Thursday, March 17, 2011

" I love her"

' I thought you should know this, I've been seeing someone for about a month now'
' I love her, Im not sure about the whole in love thing, but I care about her...deeply'


Did he just say what I thought he just said? No there's no way I just read that correctly...let me read that again... 'I love her'. This cannot be right, this is not happening right now.

I always had the one up on one thing, he never had a girlfriend or felt for another girl like he did me. I may have been in complete denial when I told myself he will never ever have a girlfriend again. He wasn't the type to care about being lonely, he had a way to have girls fill the void but never let it get past his typical using. I needed my void to be filled and I for one was never lonely, he was actually used to me finding other guys to replace him so when he would find out I had a boyfriend he somewhat laughed it off. " oh that will end in a few months, she'll get bored and come right back to me again"

To my dismay, the book filled with seven years of our on again off again romance was at a close.

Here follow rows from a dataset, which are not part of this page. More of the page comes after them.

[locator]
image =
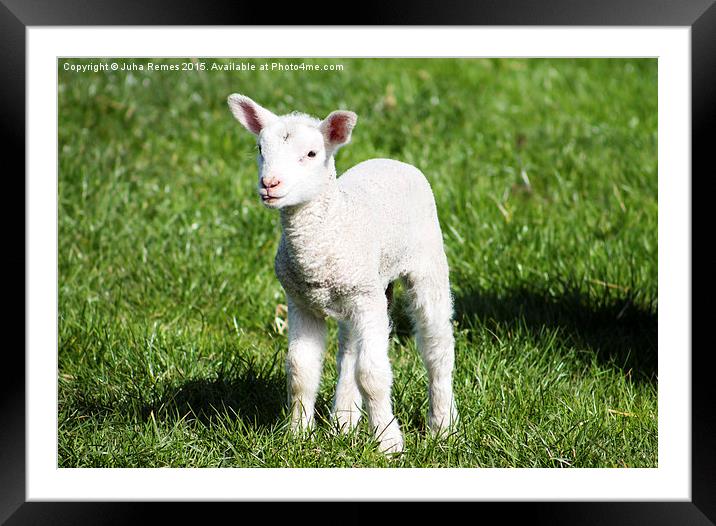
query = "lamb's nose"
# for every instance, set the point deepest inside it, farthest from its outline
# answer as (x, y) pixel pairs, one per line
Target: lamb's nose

I have felt heart break before with him, but nothing quite like this. He wasn't ever supposed to move on, he was never supposed to call a girl his girlfriend. I didn't care how selfish or naive that was, he was supposed to stay right where he was before. This was unlike any other feeling I had before, my body started to become numb, my fingers and arms they started to cramp up, I couldn't feel my body, I couldn't breathe, and I couldn't get one word out to even convince myself that I wasn't dying right then and there. Two years ago wasn't our breakup...it was happening right now. The minute I could even get my body to function and respond I come out with... " Im engaged." {am I neurotic? I am 21 years old Im not engaged, I've barely graduated college.. he is never going to believe this} 'Wow thats great Danielle, I mean Im in shock, I hope its what you want and it doesn't take away from your dreams, but you always wanted to get married so I guess you are happy'...{he seriously bought that?} Im not sure what felt worse, the fact that all I could come back with was a fake engagement announcement or the fact that my life of almost 10 years is at a complete stop. It was more than just a second break up with a boy I have known my entire life, it was a breakup from my safety, from the one thing I knew certain of when I knew of nothing else. I wish I had a heads up, some sort of signal... but I was completely taken off guard and left with a bottle of jack daniels and tissues.

So I was left again, to fend for myself and process this information I was given alone because no one else understands how I can even care about this. But what they don't know is him. He swore he would never love again or care about a girl and trust me he meant it. This was it though, the ending I never wanted to see. I knew that the break up two years ago wasn't the last of it, but even that didn't prepare me for the last and final words we would ever speak. No one could say or do anything to prepare me for this. The only one who could say or do anything to not make me feel like I just lost pretty much all of me was him, and he was out there loving someone else now.